The advance, published in this week's edition of the journal Science, used a technique developed during the past two years that gives adult cells the same power as those from embryos to turn into any cell type in the body. The disease, also known as amyotrophic lateral sclerosis, or ALS, robs patients of muscular control and may eventually lead to paralysis.
The Harvard University team took a step toward fulfilling one of the promises of the new technology by creating lines of human stem cells from the tissue of patients with a genetic disease. The neurons created may, over time, show early signs of ALS, a disease that normally strikes people in their 50s and 60s, allowing researchers to study its workings and hunt for cures.
"We now have in the culture dish cells which have the same genetic makeup as do the patients," said Christopher Henderson, a researcher at Columbia University in New York and co-author of the study. "They are the very cells that are affected in the disease. This provides us the opportunity to study these motor neurons and see whether they behave in a manner that mimics the disease."
Nerve cells known as motor neurons were derived by the team using a method first developed by Shinya Yamanaka, a researcher at Kyoto University in Japan. It involves inserting four different genes into the skin cells, causing them to revert to a primordial state similar to embryonic stem cells.
The immediate potential of the method is that it will reveal the chemical and molecular changes that occur in motor neurons before they degenerate. It also will allow researchers to test a wide variety of chemical compounds on the cells to determine whether they can intervene in this process.
Because Dr. Yamanaka's method uses viruses to ferry the genes into the cells, it can trigger cancer and other undesired effects. Research teams around the world are now looking for alternative methods of reprogramming cells. Unless a safer method is found, the technique can't be used to make treatments.

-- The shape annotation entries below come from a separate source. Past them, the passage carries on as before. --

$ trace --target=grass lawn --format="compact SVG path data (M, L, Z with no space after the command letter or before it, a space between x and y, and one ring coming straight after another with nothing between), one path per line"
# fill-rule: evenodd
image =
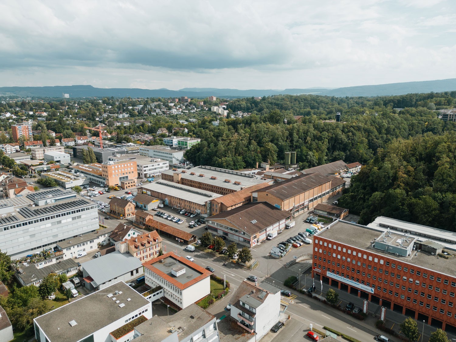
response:
M209 306L209 301L211 299L213 299L214 301L217 300L217 294L223 290L223 284L219 284L215 280L211 279L210 294L206 296L206 298L198 303L198 305L202 308L207 307ZM214 298L214 297L215 297L215 298Z
M54 308L52 310L54 309L57 309L59 306L61 306L62 305L65 305L65 304L67 304L69 302L67 299L67 297L65 296L61 290L59 290L58 291L56 291L56 299L52 300L50 300L47 299L45 301L48 305L49 306L49 308L52 308L54 306Z
M31 337L35 336L35 332L33 329L31 329L26 332L15 332L14 338L11 340L10 342L23 342L24 341L28 341Z

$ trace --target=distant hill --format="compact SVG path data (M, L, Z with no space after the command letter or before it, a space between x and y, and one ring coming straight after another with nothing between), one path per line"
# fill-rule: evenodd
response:
M2 87L0 95L24 97L62 97L63 93L70 98L131 97L132 98L180 97L203 98L208 96L219 98L243 98L269 96L273 95L313 94L329 96L378 96L402 95L409 93L440 92L456 90L456 78L422 81L416 82L390 83L376 85L357 86L342 88L311 88L275 89L240 90L218 88L183 88L170 90L166 88L149 89L139 88L96 88L90 85L55 86L54 87Z

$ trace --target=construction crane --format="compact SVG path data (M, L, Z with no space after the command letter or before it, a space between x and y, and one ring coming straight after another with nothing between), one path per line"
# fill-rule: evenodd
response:
M100 148L102 149L103 148L103 140L101 138L101 132L103 131L103 130L102 130L100 127L84 127L84 128L86 128L88 130L92 130L96 131L100 134Z

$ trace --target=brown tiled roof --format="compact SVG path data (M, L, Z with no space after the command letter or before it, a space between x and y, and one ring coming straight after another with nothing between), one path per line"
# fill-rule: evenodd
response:
M350 164L347 164L347 165L348 166L349 169L352 169L353 167L357 167L358 166L363 166L361 164L358 163L358 161L355 161L354 163L350 163Z
M347 182L347 181L342 179L340 177L336 177L334 176L330 176L328 177L331 180L331 188L335 187L338 185L341 185Z
M178 281L175 278L173 278L172 277L170 277L166 273L162 272L156 267L154 267L154 264L156 262L158 262L161 260L163 260L163 259L165 259L168 257L172 258L173 259L177 260L181 264L184 264L186 265L187 267L192 268L199 273L202 273L202 274L191 280L187 281L185 284L183 284L180 282ZM191 286L192 285L196 284L200 280L202 280L204 278L209 276L211 274L210 272L205 269L203 269L199 265L198 265L189 260L187 260L187 259L184 258L183 257L176 255L172 252L170 252L169 253L164 254L163 255L158 256L152 260L146 261L145 263L143 264L143 266L150 270L152 271L155 274L161 277L165 280L167 280L176 287L178 287L181 290L185 290L187 287Z
M132 226L129 226L126 223L120 223L117 225L117 227L114 228L112 233L109 235L109 238L114 241L121 241L124 239L125 236L130 231L130 229L135 229Z
M154 241L154 240L156 240L157 241ZM127 240L127 243L133 247L137 246L144 248L144 247L148 247L153 244L159 244L161 241L161 238L158 235L157 231L154 230L153 232L146 233L145 234L143 234L142 235L138 235L134 238L129 239ZM143 243L145 245L143 246L141 244L141 243Z
M320 165L319 166L311 167L310 169L306 169L302 170L303 173L313 173L313 172L319 172L323 175L330 175L334 173L337 173L341 171L347 169L347 164L343 161L333 161L332 163L328 163L324 165Z
M278 182L261 189L259 192L267 192L278 198L285 200L331 180L331 178L321 173L311 173Z
M124 200L123 198L118 198L117 197L114 197L111 199L111 200L109 201L109 205L114 204L122 208L126 208L127 207L127 206L131 202L130 201L127 201L127 200Z
M262 292L266 292L266 294L264 296L263 296L263 298L261 298L261 297L259 296L259 295ZM233 295L231 296L231 298L229 300L229 303L231 305L238 308L239 310L245 311L246 308L242 306L239 303L239 300L242 297L246 295L249 295L253 298L259 301L262 303L264 303L268 297L268 295L271 292L264 289L262 289L259 286L255 286L254 283L251 283L247 280L243 280L239 286L238 287L238 288L236 289ZM249 310L249 311L250 311ZM251 312L252 311L250 312ZM253 312L252 312L252 313L253 315L251 315L250 316L254 317L255 314Z
M186 241L189 241L195 237L195 235L189 233L184 232L183 230L173 227L168 226L167 224L155 221L152 218L149 218L145 222L145 224L149 227L155 228L159 231L170 234L176 238L181 238Z
M223 203L227 207L231 207L249 200L252 192L268 186L269 184L266 182L256 184L246 189L215 198L212 200L212 202Z
M8 318L8 315L6 315L6 312L1 306L0 306L0 315L1 315L1 317L0 317L0 331L3 330L4 329L5 329L9 326L11 326L11 322L10 321L10 319Z
M144 210L136 210L135 212L135 215L136 216L139 216L140 218L147 218L149 216L154 216L150 212L145 212Z
M330 205L329 204L324 204L322 203L319 203L314 207L316 210L321 210L326 212L332 214L337 214L340 215L343 213L343 212L347 209L345 208L341 208L339 207Z
M253 202L222 212L207 219L226 220L233 227L253 235L290 215L266 202Z

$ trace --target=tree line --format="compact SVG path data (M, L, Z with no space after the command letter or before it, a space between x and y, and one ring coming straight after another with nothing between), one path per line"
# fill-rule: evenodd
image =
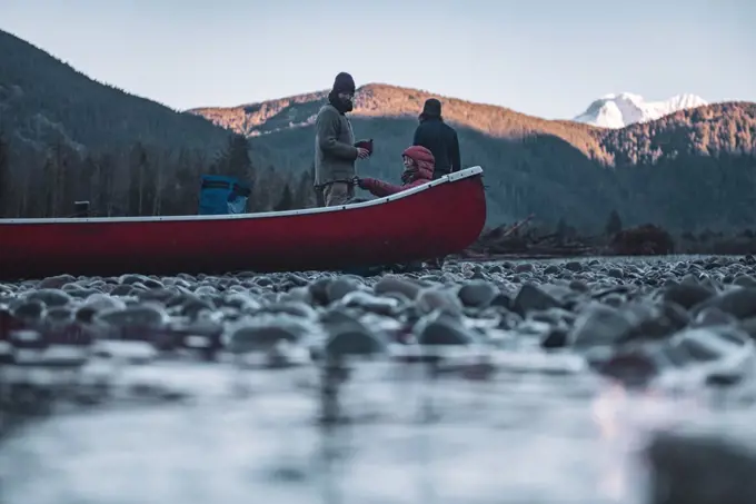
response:
M165 216L198 211L200 177L228 175L251 187L248 211L282 211L315 206L312 171L258 167L249 142L229 137L216 156L200 149L161 149L140 141L129 148L82 152L59 138L44 150L12 149L0 131L0 216L67 217L74 201L90 202L90 215Z

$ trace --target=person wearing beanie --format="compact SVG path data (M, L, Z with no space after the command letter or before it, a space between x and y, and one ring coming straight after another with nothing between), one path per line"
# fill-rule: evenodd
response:
M401 152L405 170L401 174L401 186L385 182L375 178L359 178L360 189L369 191L379 198L396 195L402 190L429 182L434 177L434 155L425 147L412 146Z
M457 131L444 122L441 102L436 98L427 99L419 119L412 145L425 147L434 154L436 159L434 180L459 171L461 169L459 139Z
M370 151L355 145L346 113L354 108L355 80L347 72L336 76L315 121L315 189L319 206L346 205L355 195L355 160Z

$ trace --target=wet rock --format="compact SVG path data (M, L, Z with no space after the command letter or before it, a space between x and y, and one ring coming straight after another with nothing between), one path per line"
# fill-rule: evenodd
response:
M465 306L485 308L490 305L498 291L493 284L477 280L462 285L457 295Z
M535 284L523 285L513 302L513 309L523 316L528 312L546 310L560 306L559 300L546 293L541 286Z
M459 297L449 289L438 287L422 289L417 296L415 306L421 314L429 314L437 309L452 315L462 313Z
M478 338L467 329L459 318L445 313L436 313L420 319L414 333L420 345L469 345Z
M38 289L26 296L29 302L41 302L44 306L66 306L71 303L71 295L61 289Z
M756 451L736 436L657 433L645 449L649 504L756 502Z

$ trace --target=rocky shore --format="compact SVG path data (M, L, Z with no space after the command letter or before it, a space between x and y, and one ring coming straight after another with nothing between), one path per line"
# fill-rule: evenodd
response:
M682 413L680 404L684 403L680 401L696 403L698 409L695 411L722 409L723 404L730 405L728 408L735 407L733 404L740 409L748 408L756 397L749 385L755 368L755 336L756 260L750 256L459 261L449 263L442 269L372 277L322 273L162 278L141 275L76 278L64 275L0 284L0 429L4 438L0 446L0 470L10 471L0 471L0 474L20 471L9 468L10 454L18 456L26 451L32 458L57 456L41 452L58 449L61 442L44 445L39 439L33 441L32 429L39 428L51 436L50 428L54 428L66 436L79 428L97 431L98 422L105 426L103 432L118 429L108 425L123 424L123 417L105 413L123 407L113 404L138 404L148 408L130 414L129 418L135 422L130 425L149 429L145 419L133 415L157 418L158 427L153 428L162 432L163 437L153 443L169 449L166 439L171 438L171 433L176 434L177 429L183 433L181 429L187 428L169 426L167 418L171 415L172 422L180 422L181 413L173 408L189 408L188 402L196 407L198 396L207 399L216 393L215 401L229 395L248 407L250 402L258 402L258 405L268 402L265 404L270 412L280 406L273 406L276 401L289 397L286 404L299 404L298 413L289 411L286 419L282 416L276 419L272 413L262 416L280 424L276 427L280 431L273 428L273 437L289 435L285 425L308 424L307 429L291 429L299 433L295 435L304 436L297 445L314 442L315 437L308 436L315 436L315 425L352 431L359 425L364 434L357 436L359 442L352 441L364 451L372 441L369 449L375 451L374 445L379 439L384 439L386 446L394 446L396 441L387 438L391 436L387 433L404 422L419 429L402 434L408 438L425 436L421 433L435 428L430 446L438 446L439 454L457 449L458 461L469 457L496 465L500 461L497 462L491 453L494 446L507 453L500 456L511 459L511 456L534 455L535 446L543 443L537 441L535 431L517 439L511 433L503 433L501 427L494 427L498 423L521 423L524 412L529 411L538 412L534 413L533 421L541 424L544 435L557 431L561 434L570 429L579 432L587 428L580 425L593 425L595 438L581 442L594 446L599 443L597 439L604 439L601 446L606 446L606 432L611 427L606 418L597 419L591 408L606 403L607 394L615 403L619 401L617 391L621 391L625 405L629 401L648 402L649 397L664 396L672 401L669 404L675 406L665 414L666 419L662 423L665 428L673 422L670 418L677 424L695 419L694 414ZM360 414L369 409L366 404L370 401L362 397L367 393L359 391L367 391L370 383L380 382L376 378L378 375L386 378L382 382L394 385L376 392L384 398L376 399L380 407L371 399L376 411L374 416L367 415L372 418L368 421ZM419 387L420 392L415 394L410 391L414 387ZM533 393L525 393L528 387ZM422 397L422 401L418 403L408 397ZM418 406L420 403L422 406ZM165 409L167 407L170 409ZM223 407L229 411L240 406L226 404ZM280 407L286 409L288 406ZM83 415L82 411L88 413ZM198 414L192 412L191 415ZM50 418L58 417L50 416L52 413L63 415L63 419L57 421L62 424L57 427L51 427L54 423L50 424ZM211 423L223 424L225 429L245 428L238 419L223 419L210 413L203 415ZM513 421L513 415L519 419ZM560 415L565 417L565 425L559 428L551 424L544 426L544 418L558 422ZM578 422L578 417L583 419ZM47 421L40 425L40 418ZM230 424L226 425L226 422ZM658 429L659 422L654 422L654 428ZM77 424L80 425L74 428ZM197 438L205 436L215 442L211 446L203 445L203 449L232 451L231 442L219 439L220 434L211 426L192 425L196 431L189 436L191 441L183 442L192 447L186 449L198 449ZM475 449L460 448L460 439L465 437L460 429L474 428L471 426L479 432L469 436L485 441L477 442ZM456 428L454 433L451 427ZM251 423L249 428L248 434L257 438ZM439 429L444 428L448 432L441 434ZM664 481L649 476L648 483L638 483L636 486L647 487L649 492L635 491L635 501L629 501L627 492L623 494L623 501L611 501L601 494L604 491L598 490L601 485L597 482L603 477L597 475L603 471L598 455L588 457L593 462L587 464L596 464L598 473L586 470L581 476L561 475L560 471L579 473L580 470L568 468L565 457L575 456L573 448L558 447L553 448L553 453L557 458L563 457L561 462L551 461L553 471L544 471L544 477L561 475L554 476L559 481L553 485L538 481L527 486L520 482L527 476L523 473L518 476L520 480L511 474L501 481L476 480L477 486L456 482L452 493L465 502L524 502L528 495L538 498L528 502L574 502L558 491L559 485L571 485L575 498L579 495L580 502L746 502L720 498L725 490L700 494L696 497L698 501L689 500L693 498L690 495L680 501L676 495L683 495L679 488L685 488L686 474L707 471L707 462L705 457L696 459L665 454L682 453L682 448L670 452L670 443L694 446L689 448L692 453L696 449L700 453L703 448L697 446L704 443L703 437L694 436L693 441L680 436L673 438L668 434L664 437L651 434L646 427L634 432L641 431L646 452L639 458L646 461L645 467L651 475L665 476ZM230 431L225 432L231 435ZM371 434L365 434L367 432ZM105 443L102 446L112 445L110 449L127 449L122 445L113 447L115 442L102 435L96 437ZM131 439L142 449L149 449L142 441ZM267 439L262 444L269 443L271 441ZM452 447L455 443L458 448ZM551 443L554 446L559 444L557 441ZM715 441L709 445L726 451L723 443ZM421 449L419 446L410 452ZM579 444L574 449L579 452ZM591 452L593 447L586 449L586 453L597 453ZM627 448L623 449L625 455L617 455L618 458L635 457ZM406 447L396 447L392 456L405 452ZM213 453L213 464L231 464L218 462L220 455ZM287 457L291 458L289 455ZM67 456L77 457L73 452ZM387 455L374 453L371 456L379 461ZM87 459L86 455L82 457ZM544 454L538 457L549 459ZM739 464L740 468L718 471L716 477L722 485L739 478L739 471L756 471L753 452L744 451L733 457L739 457L734 464ZM713 456L713 459L718 458ZM141 458L136 457L129 463L149 465L139 461ZM40 459L33 463L42 464ZM385 463L402 464L397 459ZM417 471L417 464L405 463ZM557 468L558 464L561 465ZM686 468L686 464L695 467ZM48 474L52 470L44 471L42 473ZM200 466L187 471L202 477ZM287 471L284 473L289 474ZM307 478L306 474L309 474L306 470L291 471L296 473L289 475L294 480ZM479 476L479 472L475 473L478 476L468 474L469 471L461 472L467 477ZM166 476L167 482L176 476ZM52 494L32 490L30 484L13 483L9 477L0 477L3 495L9 495L3 502L53 502L50 500ZM43 477L41 473L39 477ZM400 480L398 475L386 477ZM420 476L417 478L421 480ZM93 495L100 492L96 490L103 485L92 482L93 486L87 490L83 481L77 480L76 485L70 477L66 481L68 483L58 484L58 490L68 492L70 502L90 502L87 500L94 498ZM357 480L349 481L352 486L357 485ZM451 484L442 478L439 482ZM756 500L753 484L740 483L738 488L745 490L738 495L750 492L749 502ZM166 498L220 502L225 498L221 496L236 495L233 492L239 495L257 492L250 482L246 490L236 491L213 491L206 485L202 492L207 500L202 501L197 495L190 498L176 490L169 491L165 485L170 483L162 485L161 491L149 495L135 491L130 494L133 500L128 496L117 498L115 491L101 490L98 494L101 500L91 502L147 503L152 502L150 495L155 495L155 502L160 498L161 502ZM451 498L447 493L436 495L432 501L418 496L416 491L412 495L397 492L380 502L447 502L445 498ZM367 491L351 488L350 492L351 497L367 502L362 498ZM506 496L507 492L511 492L511 496Z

Kevin Eggan, lead author of the study, said Dr. Yamanaka's technique provided a way to proceed with research that he and his colleagues had hoped to conduct by cloning patients' skin cells, the same method used in 1996 to create Dolly the sheep.

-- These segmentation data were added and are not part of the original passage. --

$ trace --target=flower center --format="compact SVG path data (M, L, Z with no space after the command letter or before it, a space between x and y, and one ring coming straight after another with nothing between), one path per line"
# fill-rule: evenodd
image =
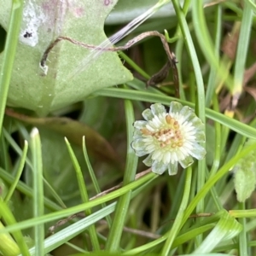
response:
M152 132L147 128L142 129L141 131L144 135L154 137L160 148L171 146L172 148L176 148L183 145L183 137L178 122L170 114L166 116L166 123L157 131Z

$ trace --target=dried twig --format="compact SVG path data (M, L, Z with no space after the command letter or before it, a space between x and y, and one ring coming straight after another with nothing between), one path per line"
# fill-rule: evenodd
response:
M130 47L131 47L133 44L137 44L137 42L144 39L148 37L159 37L161 39L161 42L163 44L164 49L166 50L166 53L168 57L167 63L162 67L162 69L158 72L156 74L153 75L152 78L147 82L147 85L155 85L156 84L163 81L168 75L169 68L172 67L173 71L173 80L175 84L175 96L177 97L179 97L179 90L178 90L178 74L177 74L177 69L176 67L176 64L177 63L175 55L173 52L170 50L168 42L166 41L166 38L164 35L160 34L157 31L151 31L151 32L143 32L131 40L128 41L124 46L119 46L119 47L110 47L110 48L102 48L100 46L96 46L92 44L84 44L77 40L74 40L68 37L59 37L56 38L45 50L45 52L43 55L43 57L40 61L40 65L42 67L45 67L45 62L47 61L48 55L52 50L52 49L61 41L67 40L72 44L74 44L76 45L81 46L83 48L86 49L92 49L96 50L102 50L102 51L119 51L119 50L124 50L127 49Z
M137 174L136 175L136 177L135 177L135 180L140 178L141 177L146 175L147 173L148 173L148 172L151 172L151 168L149 168L149 169L148 169L148 170L146 170L146 171L143 171L143 172L140 172L140 173L137 173ZM96 195L95 195L95 196L90 198L90 201L91 201L91 200L93 200L93 199L96 199L96 198L98 198L98 197L101 197L101 196L102 196L102 195L107 195L107 194L110 193L111 191L116 190L117 189L120 188L121 186L122 186L122 183L119 183L119 184L118 184L118 185L116 185L116 186L114 186L114 187L113 187L113 188L111 188L111 189L107 189L107 190L105 190L105 191L103 191L103 192L102 192L102 193L97 194ZM69 220L72 220L72 219L73 219L73 218L84 218L84 217L85 217L84 212L78 212L78 213L74 213L74 214L73 214L73 215L71 215L71 216L68 216L68 217L66 218L61 219L61 220L59 220L55 224L54 224L53 226L50 226L50 227L49 228L49 230L49 230L49 234L54 234L54 231L55 231L55 230L56 228L64 225L64 224L65 224L66 223L67 223Z

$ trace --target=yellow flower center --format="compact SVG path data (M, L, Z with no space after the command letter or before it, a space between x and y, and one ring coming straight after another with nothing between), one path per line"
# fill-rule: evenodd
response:
M181 134L178 122L171 117L170 114L166 116L166 124L164 127L160 128L157 131L152 132L147 128L141 130L142 133L146 136L152 136L159 142L160 148L171 146L172 148L183 147L183 137Z

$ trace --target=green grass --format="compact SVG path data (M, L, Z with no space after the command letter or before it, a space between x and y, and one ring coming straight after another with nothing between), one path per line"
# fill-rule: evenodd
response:
M145 80L167 60L160 39L147 38L119 53L133 80L102 87L40 118L20 105L12 110L9 102L16 47L22 44L21 2L13 1L1 42L0 255L254 255L255 191L242 201L236 195L244 195L248 182L256 183L256 160L249 158L256 152L255 72L245 73L253 68L256 54L254 2L203 8L202 0L186 0L182 8L172 0L174 14L146 20L118 43L143 32L165 34L178 61L179 98L172 69L167 85L146 88ZM158 13L168 2L152 10ZM125 15L125 1L119 3ZM1 19L0 12L0 24ZM118 21L105 26L107 34L119 28ZM58 44L61 49L71 43ZM104 74L98 72L99 78ZM67 82L74 92L76 86L86 88L86 82ZM34 84L26 86L30 93ZM207 156L175 176L159 176L131 147L132 125L151 103L167 108L172 101L194 108L206 124ZM248 159L242 166L241 159ZM236 166L253 173L244 175L236 192Z

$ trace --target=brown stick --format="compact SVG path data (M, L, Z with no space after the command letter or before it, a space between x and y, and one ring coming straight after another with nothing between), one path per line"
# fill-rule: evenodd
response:
M178 73L176 64L177 63L176 56L173 52L170 50L168 42L164 35L158 32L157 31L150 31L143 32L131 40L128 41L124 46L119 47L110 47L110 48L104 48L101 46L96 46L92 44L84 44L77 40L74 40L68 37L59 37L57 38L44 51L43 57L41 59L40 64L44 67L45 67L45 62L48 57L48 55L51 51L51 49L61 40L67 40L72 44L76 45L86 48L86 49L92 49L96 50L102 50L102 51L118 51L118 50L124 50L127 49L131 47L133 44L137 44L137 42L148 38L148 37L159 37L161 39L163 44L164 49L168 57L168 62L163 67L163 68L154 74L147 83L148 85L155 84L162 81L166 76L168 75L169 68L172 67L173 71L173 81L175 84L175 96L176 97L179 97L179 85L178 85Z

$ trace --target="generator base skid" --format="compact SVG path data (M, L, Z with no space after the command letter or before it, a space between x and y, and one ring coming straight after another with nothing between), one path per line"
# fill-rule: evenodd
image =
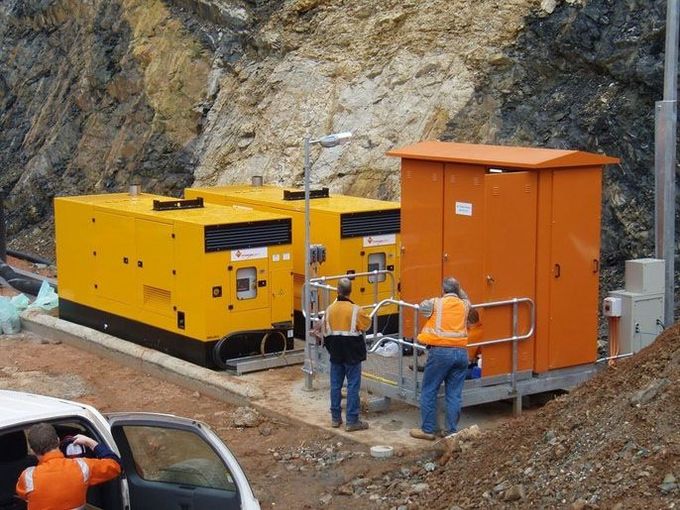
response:
M304 349L286 349L285 351L275 353L256 354L230 359L226 362L226 369L233 371L236 375L243 375L250 372L269 370L270 368L301 365L304 361Z
M207 368L225 369L232 358L293 349L293 339L288 337L290 325L285 329L244 331L204 342L66 299L59 300L59 318Z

In that technique, the nucleus of a patient's skin cell is inserted into a human egg cell with its genetic material removed. Dr. Eggan said he and other scientists haven't obtained enough egg cells to successfully clone human cells because of ethical rules that bar researchers from paying egg donors for their time.
The Harvard Stem Cell Institute, where Dr. Eggan works, has spent about $100,000 (U.S.) on newspaper advertisements asking young women to donate their eggs for research. While the promotion generated hundreds of phone calls from interested women, only one provided an egg.
"When told they couldn't be compensated for their time, they rapidly lost interest," Dr. Eggan said. Women have to spend about 60 hours to provide eggs, partly to undergo uncomfortable and sometimes risky hormone treatments to stimulate the release of multiple eggs, Dr. Eggan said.
The new finding shows the skin cells of older patients can be used to make stem cells, even though researchers had been concerned that their age might prevent the process from working. The cells came from sisters who are 82 and 89 years old and are among the oldest living patients with ALS, according to the study.
Dr. Eggan said his team also is trying similar work using cells from patients with other forms of ALS.